Here’s a fun spin on a traditional meal – vegan spinach and artichoke lasagna! I created this recipe a few months ago and it’s been a hit ever since. I’ve had many requests to share it so I finally got around to writing it down. This is a great meal if you are transitioning into a vegan lifestyle or if you just want to do an animal free meal once or twice a week. I hope you enjoy!
Here are the main ingredients you will need. You will also need a few seasonings that most people have handy.
- 1 14 oz pack of extra firm tofu
- 1 10 oz pack of frozen spinach
- 6 oz quartered artichoke hearts (I cut them in half, but whenever we have kids over I cut them even smaller so it’s easier for them to eat).
- 1 package of vegan mozzarella (I prefer Daiya and Follow Your Heart brands)
- 1 tbsp lemon juice
- 1- 1 1/2 tsp garlic powder
- 1/2 tsp onion powder
- 1-2 tbsp dried basil
- 1 to 2 tsp Tony’s seasoning
- Salt and pepper to taste
- 1 tbsp ground flax seed
- 12 lasagna noodles (I boil 13-14 in case some fall apart while boiling)
- 1 jar of marinara sauce
The measurements for the seasonings are just suggestions. I generally don’t measure and just eyeball everything so I probably use more than those amounts. Just taste it as you go and add according to your taste preference. 🙂
- Make your flax seed “egg.” Mix 1 tbsp of flax seed with 2-3 tbsp of water and set aside.
- Start boiling your lasagna noodles. Stir often to prevent the noodles from sticking together or to the bottom of the pot.
- Using your hands, lightly squeeze the excess water from the tofu then break into 4-5 chunks and place into a food processor or blender*
- Add all seasonings and lemon juice. Pulse until the consistency is similar to a ricotta cheese…you may need to add a bit more water.
- Move tofu mixture to a medium boil and add spinach, flax egg, mozzarella, artichoke hearts. I also add more Tony’s at this point because you really can’t have too much Tony’s 🙂 (I leave about 1/4 of the cheese to sprinkle on top – you can leave more or less depending on how cheesy you want the top to be).
6. Lay out lasagna noodles on baking sheets or another flat surface.
7. Scoop about 2 tablespoons (I just eyeballed it) of mixture into each noodle then roll the noodle up. Place the roll into a 9×13 glass pan that has a layer of marinara sauce.
8. Continue until you have 12 lasagna rolls. It may seem that not all 12 will fit, but they will.

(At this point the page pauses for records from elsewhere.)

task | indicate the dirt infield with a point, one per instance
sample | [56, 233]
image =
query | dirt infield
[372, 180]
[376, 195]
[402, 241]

9. Spread the remaining of the marinara sauce and cheese on top. Bake for 18 to 20 minutes at 375. After 18 minutes, I generally will broil on high for 2 minutes.
10. Enjoy! 🙂
*You do not need a food processor or blender to make this meal. In the past, I have used a fork to just smash the tofu into the correct consistency and then add the seasonings and stir. A food processor makes it easier, but it isn’t difficult to use a fork instead.